Donnerstag, 16. Juli 2015

"Drones" von Muse: Ein musikalisches Märchen



Mit ihrer siebten CD legen Matthew Bellamy und seine Band Muse ein ambitioniertes Werk mit großem Anspruch vor -hier ihr Liveauftritt auf dem Main Square Festival 2015

Der Auftakt erinnert an die Band Styx und deren Song „Mr. Roboto“. Anfang der 80er Jahre war das Lied um die fiktive Figur Robert Orin Charles Kilroy, die im Gefängnis schmachtet, ein Welthit, obwohl niemand verstand, worum es ging. Hier bei Matthew Bellamys Band Muse ist es so ähnlich: Das neue Album „Drones“ erzählt eine große Geschichte. Aber es gibt keinen Grund, traurig zu sein, wenn man sie nicht versteht.
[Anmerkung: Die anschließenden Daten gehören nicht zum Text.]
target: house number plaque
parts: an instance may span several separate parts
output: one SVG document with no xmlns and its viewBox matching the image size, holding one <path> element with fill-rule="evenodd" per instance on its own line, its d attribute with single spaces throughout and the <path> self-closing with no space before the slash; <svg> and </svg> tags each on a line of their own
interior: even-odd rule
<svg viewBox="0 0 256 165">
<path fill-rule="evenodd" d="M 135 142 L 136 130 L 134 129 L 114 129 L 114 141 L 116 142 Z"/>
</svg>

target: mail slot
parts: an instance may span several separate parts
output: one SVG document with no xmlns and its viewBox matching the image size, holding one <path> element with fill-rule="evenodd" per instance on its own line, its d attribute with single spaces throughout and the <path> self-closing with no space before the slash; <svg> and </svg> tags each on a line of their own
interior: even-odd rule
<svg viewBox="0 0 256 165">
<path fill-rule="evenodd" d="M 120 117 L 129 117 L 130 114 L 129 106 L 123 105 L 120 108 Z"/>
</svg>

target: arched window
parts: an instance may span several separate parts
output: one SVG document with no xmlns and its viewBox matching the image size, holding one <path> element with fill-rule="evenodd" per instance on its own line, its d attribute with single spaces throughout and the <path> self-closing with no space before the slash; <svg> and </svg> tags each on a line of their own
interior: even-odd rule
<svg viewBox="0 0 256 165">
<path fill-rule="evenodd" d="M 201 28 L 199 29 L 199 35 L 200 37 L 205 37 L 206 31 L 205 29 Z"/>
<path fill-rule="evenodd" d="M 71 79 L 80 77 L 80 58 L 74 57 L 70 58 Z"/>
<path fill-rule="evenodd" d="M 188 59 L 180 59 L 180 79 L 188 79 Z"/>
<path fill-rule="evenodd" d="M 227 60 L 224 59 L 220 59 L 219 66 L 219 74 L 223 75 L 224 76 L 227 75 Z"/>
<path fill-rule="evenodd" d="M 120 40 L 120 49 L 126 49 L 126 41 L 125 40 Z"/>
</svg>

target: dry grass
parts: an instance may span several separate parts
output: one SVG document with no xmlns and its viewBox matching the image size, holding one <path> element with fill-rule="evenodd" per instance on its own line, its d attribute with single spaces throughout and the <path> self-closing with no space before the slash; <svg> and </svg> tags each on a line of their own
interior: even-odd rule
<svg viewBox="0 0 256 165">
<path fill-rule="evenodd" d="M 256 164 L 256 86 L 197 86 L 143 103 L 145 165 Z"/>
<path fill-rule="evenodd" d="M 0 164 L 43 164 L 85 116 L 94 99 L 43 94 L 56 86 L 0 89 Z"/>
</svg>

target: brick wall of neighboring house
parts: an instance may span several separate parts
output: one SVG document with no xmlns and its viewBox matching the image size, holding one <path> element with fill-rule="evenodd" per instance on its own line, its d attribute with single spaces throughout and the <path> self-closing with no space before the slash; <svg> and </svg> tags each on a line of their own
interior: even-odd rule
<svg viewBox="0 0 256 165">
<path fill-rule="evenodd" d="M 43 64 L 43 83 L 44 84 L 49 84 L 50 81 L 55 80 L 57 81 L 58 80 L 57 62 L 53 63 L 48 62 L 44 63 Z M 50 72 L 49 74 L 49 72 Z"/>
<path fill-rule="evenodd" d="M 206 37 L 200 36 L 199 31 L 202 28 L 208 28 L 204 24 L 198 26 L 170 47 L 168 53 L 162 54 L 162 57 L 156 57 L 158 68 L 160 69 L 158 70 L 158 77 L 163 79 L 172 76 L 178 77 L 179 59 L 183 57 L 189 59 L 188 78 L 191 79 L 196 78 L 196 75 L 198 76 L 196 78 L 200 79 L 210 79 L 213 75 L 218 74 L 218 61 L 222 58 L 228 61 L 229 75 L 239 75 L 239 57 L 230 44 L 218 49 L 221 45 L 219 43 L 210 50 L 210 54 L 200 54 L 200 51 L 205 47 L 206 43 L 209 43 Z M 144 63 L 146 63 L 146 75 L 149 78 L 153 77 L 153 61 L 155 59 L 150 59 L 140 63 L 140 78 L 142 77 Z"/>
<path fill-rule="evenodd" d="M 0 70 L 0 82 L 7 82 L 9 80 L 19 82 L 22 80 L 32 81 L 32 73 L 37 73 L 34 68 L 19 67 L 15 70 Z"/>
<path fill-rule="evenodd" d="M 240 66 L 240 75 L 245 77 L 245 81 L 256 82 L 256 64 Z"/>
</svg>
Die Musik, die die drei Briten im 20. Jahr nach Bandgründung machen, ist auch so gut wie immer.

Nur eben noch etwas größer gedacht. Ein halbes Jahr nach der Trennung von Hollywood-Star Kate Hudson, deren Liebe den Musikersohn aus Cambridge über Jahre zum vielfotografierten Traummann der bunten Blätter gemacht hatte, spintisiert sich Matthew Bellamy in zwölf neuen Songs in eine Parallelrealität aus Weltuntergangsvisionen, Kriegsgeschrei und aufrüttelnden Appellen für eine bessere Welt. Es geht um die Entmenschlichung des Krieges, um das Töten aus der Ferne und vor allem darum, wie solche saubere Techniken des Mordens den Menschen und mit ihm die Menschheit verändern. Technologie zerstört Mitgefühl, Menschen ohne Mitgefühl aber sind keine Menschen mehr.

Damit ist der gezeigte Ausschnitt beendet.